22 Nov 2021 – 23 Jan 2022

Art and Letters explores the intersection of literature and the visual arts in magazine and journal culture during the first half of the twentieth century.

“All the “Islanders” share a belief in the sound traditions of Art and Letters in England. English artists and poets have always found ways to create true and beautiful things, in a playful spirit yet with an adult mind and adult emotions. ”

Joseph Bard, The Island, Vol. 1, No. 1

15 June 1931

With new developments in printing technologies and the availability of cheap paper, the early 1900s witnessed a surge of new periodicals, including the emergence of so-called ‘little magazines’. These magazines, named owing to their small sheet size and circulation, were primarily literary publications which published poetry and short stories alongside art, reviews and comment pieces.

Championing experimental content and little known writers, magazines including The Little Review and The New Age became crucial to the dissemination of modernism across both art and literature. Many of the magazines incorporated striking visual elements and invited noted avant-garde artists to produce cover designs, such as the quarterly review Coterie, which commissioned covers by artists William Roberts and Nina Hamnett.

Some magazines became the mouthpieces for particular literary or artistic movements, such as the short-lived Blast magazine, which under the auspices of Wyndham Lewis announced the arrival of the Vorticist movement. While Blast has most commonly been associated with the visual arts, it also included important works of poetry, fiction and drama, and its central manifesto used varying font sizes and typefaces to playful effect.

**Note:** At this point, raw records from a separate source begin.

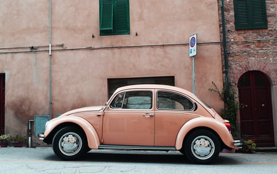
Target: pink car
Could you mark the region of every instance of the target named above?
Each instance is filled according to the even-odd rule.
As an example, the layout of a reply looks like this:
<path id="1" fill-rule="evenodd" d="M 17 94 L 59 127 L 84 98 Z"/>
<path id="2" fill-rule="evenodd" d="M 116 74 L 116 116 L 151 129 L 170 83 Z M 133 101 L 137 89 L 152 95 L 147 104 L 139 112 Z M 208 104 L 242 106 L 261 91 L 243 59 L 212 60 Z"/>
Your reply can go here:
<path id="1" fill-rule="evenodd" d="M 78 108 L 48 122 L 44 142 L 65 160 L 91 149 L 179 151 L 193 162 L 213 162 L 238 149 L 231 126 L 194 94 L 175 86 L 118 88 L 105 106 Z"/>

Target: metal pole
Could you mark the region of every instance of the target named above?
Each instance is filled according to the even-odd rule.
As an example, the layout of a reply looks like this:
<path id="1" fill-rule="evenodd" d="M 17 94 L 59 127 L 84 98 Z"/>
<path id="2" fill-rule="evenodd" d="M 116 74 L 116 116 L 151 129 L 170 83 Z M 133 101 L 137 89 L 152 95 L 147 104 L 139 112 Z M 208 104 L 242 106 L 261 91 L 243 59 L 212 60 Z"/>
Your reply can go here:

Similarly, the London Bulletin, the pre-eminent publication for surrealism in Britain, provided a platform for both surrealist art and poetry, declaring itself ‘the only avant garde publication in this country concerned with contemporary poetry and art’. The Bulletin gained a reputation for publishing experimental pieces combining text and image, including the serialisation of Roland Penrose’s The Road is Wider than Long (1939), a hybrid of poetry, photography and typography, and Yves Tanguy’s textual collage ‘In the Margin of Crosswords’, which plays on the surrealist tradition of word games.

Problems of paper shortages caused many little magazines to cease publication at the beginning of the Second World War. For those that survived beyond the war years, their lives were inevitably cut short by rising publishing costs. ‘Little’, therefore, in both lifespan as well as size and circulation, these magazines today serve as an important document, offering a glimpse of the culture of art and letters that permeated early twentieth-century art and literature.

Sculpture & Poetry Research Season

This display accompanies our Sculpture & Poetry research season, celebrating practitioners and scholars who explore the connections between these subjects. As part of this research season, we are holding two academic conferences and four public discussions between renowned artists and poets.